The heroine of Jeanette Ng’s Under the Pendulum Sun is Cathy Helstone, the Victorian sister of Laon, a missionary to Fairyland who’s stopped answering her letters. Funded – as she thinks – by the missionary society that sent him, Cathy braves the dangerous journey to Fairyland to find him.
But Under the Pendulum Sun is no fairytale; its ancestors are Jane Eyre and Ann Radcliffe, not the faerie-tinged historical fantasies of Susanna Clarke and Zen Cho. So we actually see very little of Fairyland: pretty much all of the novel’s action takes place in the thoroughly Gothic castle the fae have granted to Laon for his missionary activities, Gethsemane.
It was more castle than manor, a knot of spires and flying buttresses atop a jagged hill. Stone leaned against stone in a bizarre edifice, with nothing but scorn to the very concept of aesthetic consistency and structural purpose.
Like all classic Gothic castles, Gethsemane is an impossible tangle of corridors and passages, strange noises, rooms you can only find once, and ominous ancient objects. It’s threatening in its unknowability; but, as the novel wears on, it becomes simultaneously the only source of familiarity in the treacherous landscapes of Fairyland:
When I finally returned to Gethsemane, the castle was ablaze with light. It was a beacon above the mists, and I saw it far, far before I reached its gatehouse.
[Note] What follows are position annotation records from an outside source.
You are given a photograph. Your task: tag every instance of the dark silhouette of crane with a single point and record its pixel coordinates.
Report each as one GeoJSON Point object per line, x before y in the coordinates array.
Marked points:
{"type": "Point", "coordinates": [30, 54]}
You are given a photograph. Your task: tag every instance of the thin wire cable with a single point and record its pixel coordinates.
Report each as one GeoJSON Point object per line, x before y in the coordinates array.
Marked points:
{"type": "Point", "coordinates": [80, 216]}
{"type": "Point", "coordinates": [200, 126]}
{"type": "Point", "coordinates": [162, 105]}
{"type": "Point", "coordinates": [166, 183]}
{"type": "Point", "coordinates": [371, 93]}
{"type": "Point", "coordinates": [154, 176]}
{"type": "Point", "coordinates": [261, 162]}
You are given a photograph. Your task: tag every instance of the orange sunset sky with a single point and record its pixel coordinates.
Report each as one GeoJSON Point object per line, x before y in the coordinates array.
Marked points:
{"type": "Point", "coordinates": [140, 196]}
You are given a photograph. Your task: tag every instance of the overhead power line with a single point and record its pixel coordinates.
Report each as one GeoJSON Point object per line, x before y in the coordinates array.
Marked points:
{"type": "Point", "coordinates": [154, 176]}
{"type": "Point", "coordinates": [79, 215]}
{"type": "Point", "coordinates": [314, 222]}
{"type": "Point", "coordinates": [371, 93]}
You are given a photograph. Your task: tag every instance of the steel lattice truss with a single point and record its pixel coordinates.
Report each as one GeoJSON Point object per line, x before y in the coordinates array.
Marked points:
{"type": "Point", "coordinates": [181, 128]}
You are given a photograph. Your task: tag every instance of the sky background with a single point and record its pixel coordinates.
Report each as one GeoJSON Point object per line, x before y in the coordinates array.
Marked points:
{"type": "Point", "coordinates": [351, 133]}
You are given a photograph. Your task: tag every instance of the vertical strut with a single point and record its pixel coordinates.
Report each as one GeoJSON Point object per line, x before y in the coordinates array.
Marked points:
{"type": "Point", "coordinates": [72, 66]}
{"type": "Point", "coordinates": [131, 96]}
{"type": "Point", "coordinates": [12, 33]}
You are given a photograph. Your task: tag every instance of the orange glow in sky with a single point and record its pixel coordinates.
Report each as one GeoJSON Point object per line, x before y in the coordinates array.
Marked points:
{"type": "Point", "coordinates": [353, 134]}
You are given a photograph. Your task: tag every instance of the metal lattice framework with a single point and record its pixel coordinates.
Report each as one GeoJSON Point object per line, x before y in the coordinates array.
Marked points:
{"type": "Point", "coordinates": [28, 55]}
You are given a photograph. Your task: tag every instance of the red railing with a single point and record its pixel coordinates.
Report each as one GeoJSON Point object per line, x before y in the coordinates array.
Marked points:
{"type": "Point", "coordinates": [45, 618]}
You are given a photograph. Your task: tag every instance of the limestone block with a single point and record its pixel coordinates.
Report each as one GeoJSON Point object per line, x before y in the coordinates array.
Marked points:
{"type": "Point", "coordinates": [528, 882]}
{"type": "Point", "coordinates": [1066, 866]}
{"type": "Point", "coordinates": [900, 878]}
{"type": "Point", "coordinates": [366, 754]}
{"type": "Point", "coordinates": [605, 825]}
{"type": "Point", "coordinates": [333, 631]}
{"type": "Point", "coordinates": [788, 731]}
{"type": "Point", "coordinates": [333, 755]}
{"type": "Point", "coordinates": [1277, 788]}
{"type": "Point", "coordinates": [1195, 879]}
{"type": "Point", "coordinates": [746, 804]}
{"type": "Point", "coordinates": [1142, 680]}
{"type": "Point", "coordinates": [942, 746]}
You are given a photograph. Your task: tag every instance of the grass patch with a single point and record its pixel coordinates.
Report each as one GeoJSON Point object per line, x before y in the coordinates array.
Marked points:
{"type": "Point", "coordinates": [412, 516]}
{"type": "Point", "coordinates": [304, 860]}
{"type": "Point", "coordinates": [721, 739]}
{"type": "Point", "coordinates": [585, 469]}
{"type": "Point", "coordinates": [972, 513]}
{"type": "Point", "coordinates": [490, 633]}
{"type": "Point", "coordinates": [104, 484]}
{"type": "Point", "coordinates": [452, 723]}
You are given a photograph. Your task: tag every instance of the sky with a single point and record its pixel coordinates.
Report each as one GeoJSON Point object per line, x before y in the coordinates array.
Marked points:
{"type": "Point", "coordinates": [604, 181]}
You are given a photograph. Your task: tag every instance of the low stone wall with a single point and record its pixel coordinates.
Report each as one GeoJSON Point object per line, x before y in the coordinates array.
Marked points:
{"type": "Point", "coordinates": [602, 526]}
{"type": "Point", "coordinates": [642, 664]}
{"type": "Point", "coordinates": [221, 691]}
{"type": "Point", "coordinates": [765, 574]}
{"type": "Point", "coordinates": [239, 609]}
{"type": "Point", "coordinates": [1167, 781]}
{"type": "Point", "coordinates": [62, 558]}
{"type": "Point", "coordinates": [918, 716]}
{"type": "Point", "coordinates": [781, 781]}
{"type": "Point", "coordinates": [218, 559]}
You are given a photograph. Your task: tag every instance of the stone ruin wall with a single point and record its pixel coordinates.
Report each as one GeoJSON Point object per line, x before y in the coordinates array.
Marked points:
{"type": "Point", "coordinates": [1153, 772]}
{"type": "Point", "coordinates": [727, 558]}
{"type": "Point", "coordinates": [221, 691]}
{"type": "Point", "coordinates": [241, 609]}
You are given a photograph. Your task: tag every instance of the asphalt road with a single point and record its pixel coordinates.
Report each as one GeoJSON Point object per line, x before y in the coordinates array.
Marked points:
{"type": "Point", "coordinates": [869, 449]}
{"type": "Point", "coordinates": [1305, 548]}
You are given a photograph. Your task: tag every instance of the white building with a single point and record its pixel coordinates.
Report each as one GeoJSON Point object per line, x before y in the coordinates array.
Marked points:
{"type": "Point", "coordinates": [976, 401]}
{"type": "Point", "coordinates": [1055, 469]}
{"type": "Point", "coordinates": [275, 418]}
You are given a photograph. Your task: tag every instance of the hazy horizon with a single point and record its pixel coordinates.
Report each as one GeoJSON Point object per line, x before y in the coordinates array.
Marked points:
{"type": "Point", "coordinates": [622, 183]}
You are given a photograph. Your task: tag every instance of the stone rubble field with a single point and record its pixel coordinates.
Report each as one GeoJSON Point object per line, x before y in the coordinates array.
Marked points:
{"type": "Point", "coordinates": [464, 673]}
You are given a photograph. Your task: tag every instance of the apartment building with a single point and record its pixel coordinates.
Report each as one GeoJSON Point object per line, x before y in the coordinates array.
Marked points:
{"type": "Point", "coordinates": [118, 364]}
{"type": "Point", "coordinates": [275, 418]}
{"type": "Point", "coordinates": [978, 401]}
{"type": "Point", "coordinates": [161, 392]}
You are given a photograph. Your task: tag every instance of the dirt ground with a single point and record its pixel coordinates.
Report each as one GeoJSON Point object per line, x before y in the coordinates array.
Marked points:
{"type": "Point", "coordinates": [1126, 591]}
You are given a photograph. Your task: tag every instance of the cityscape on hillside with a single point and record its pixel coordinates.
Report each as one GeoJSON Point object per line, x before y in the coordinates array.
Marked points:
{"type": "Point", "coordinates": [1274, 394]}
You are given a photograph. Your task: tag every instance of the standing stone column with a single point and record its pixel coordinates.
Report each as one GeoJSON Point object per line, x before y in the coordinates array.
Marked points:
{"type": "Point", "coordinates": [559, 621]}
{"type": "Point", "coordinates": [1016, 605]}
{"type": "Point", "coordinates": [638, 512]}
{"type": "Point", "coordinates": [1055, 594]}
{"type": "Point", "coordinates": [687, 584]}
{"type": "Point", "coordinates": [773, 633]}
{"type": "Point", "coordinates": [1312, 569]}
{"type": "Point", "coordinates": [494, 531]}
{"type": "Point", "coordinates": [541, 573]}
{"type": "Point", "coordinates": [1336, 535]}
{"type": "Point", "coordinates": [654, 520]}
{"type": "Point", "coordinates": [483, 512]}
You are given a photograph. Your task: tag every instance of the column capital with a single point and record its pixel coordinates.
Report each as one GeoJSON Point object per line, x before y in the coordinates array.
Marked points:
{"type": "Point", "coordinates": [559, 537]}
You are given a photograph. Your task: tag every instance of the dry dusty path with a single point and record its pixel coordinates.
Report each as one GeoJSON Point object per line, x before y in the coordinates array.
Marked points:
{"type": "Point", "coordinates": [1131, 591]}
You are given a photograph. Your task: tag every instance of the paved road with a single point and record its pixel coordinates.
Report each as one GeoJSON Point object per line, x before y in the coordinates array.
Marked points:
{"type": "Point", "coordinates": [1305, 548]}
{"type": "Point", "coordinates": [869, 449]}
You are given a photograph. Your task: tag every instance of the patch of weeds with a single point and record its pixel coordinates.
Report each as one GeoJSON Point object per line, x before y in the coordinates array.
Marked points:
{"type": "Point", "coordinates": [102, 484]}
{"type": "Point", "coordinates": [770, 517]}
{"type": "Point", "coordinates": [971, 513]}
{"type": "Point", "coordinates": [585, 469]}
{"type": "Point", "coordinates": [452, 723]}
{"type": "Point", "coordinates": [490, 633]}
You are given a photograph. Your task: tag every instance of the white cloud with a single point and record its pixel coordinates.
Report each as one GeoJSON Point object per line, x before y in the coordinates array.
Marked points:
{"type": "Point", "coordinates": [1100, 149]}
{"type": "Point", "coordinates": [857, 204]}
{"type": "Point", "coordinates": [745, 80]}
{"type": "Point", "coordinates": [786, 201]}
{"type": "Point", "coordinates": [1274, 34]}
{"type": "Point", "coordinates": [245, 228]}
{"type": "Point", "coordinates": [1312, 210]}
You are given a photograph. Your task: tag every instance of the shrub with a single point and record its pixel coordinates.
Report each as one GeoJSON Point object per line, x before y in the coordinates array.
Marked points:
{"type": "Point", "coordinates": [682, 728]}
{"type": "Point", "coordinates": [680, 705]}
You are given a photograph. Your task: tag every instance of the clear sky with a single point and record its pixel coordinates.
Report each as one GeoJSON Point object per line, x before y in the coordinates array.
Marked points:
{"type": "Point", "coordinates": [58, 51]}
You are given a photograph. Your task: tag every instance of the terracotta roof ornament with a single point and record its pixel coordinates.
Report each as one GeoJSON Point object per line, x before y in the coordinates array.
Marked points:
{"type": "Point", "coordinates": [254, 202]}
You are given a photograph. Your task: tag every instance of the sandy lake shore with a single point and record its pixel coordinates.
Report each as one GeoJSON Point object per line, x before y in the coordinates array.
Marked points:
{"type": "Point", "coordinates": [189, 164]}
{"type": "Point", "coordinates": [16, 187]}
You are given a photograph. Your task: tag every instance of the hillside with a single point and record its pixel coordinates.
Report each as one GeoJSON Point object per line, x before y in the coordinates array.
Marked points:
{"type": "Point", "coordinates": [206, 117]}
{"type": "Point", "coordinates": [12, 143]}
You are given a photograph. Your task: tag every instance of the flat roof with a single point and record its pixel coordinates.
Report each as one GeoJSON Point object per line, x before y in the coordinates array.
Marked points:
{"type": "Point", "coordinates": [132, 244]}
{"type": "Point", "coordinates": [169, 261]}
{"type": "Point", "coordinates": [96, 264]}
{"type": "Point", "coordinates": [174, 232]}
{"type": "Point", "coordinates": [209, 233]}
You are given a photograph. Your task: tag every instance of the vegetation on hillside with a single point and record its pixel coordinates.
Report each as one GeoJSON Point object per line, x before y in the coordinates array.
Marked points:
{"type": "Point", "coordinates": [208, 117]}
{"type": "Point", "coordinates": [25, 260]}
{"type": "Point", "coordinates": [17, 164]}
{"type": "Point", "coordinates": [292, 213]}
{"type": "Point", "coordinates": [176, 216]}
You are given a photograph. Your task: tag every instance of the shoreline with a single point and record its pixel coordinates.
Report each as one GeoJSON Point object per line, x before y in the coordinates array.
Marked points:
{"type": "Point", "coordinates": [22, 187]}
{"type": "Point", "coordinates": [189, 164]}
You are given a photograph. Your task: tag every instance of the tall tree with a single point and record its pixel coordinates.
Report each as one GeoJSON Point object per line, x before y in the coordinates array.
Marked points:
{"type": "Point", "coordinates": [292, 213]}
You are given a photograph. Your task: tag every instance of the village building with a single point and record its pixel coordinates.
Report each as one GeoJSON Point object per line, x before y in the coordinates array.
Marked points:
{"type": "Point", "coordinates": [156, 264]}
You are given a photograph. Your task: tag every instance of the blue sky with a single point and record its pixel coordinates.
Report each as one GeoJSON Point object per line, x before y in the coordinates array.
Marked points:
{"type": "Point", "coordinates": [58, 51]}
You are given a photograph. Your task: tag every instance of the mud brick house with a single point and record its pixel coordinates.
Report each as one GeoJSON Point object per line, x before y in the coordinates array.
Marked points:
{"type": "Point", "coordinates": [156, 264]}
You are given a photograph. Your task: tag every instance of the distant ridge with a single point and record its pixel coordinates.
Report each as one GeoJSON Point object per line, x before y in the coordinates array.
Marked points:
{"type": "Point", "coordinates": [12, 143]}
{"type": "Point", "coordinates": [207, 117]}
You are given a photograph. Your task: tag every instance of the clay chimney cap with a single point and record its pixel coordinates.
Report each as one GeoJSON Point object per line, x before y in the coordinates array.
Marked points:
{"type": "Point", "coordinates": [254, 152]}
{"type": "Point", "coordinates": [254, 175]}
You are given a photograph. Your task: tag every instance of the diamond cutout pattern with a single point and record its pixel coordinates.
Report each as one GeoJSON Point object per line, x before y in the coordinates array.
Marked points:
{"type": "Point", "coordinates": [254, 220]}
That’s not the only Gothic trope the novel uses, of course: it’s positively stuffed with doubles, changelings, madwomen, unintelligible diaries, mysterious staff who can’t or won’t explain anything, forbidden desires, and things that look real but aren’t. In other words, it plays extensively with ideas of truth and disguise: a recurring theme is that the fae tell the truth only when it will hurt more than a lie. As in many Gothic novels, the castle is a place where the dark side of society bubbles to the surface; a place of illusion which, paradoxically, reveals truths that can’t be spoken in the Victorian England it mirrors.
I don’t really feel, though, that Ng is doing anything particularly interesting with all this Gothic paraphernalia: Under the Pendulum Sun is missing that oppressive weight that characterises novels like Jane Eyre or The Mysteries of Udolpho or Rebecca, that particular desperate overwriting concealing and revealing a void of meaning. While its plot is uncanny – that is, uncanny things happen to the characters – the novel itself isn’t: it doesn’t encode at a textual level the profound and deeply threatening paradox of a house that doesn’t work like at a house should. And for me, that’s key to the success of the Gothic: that link between house and text, the sympathetic magic by which the threat of the house becomes the threat of the word. Without that link, Gothic becomes melodrama.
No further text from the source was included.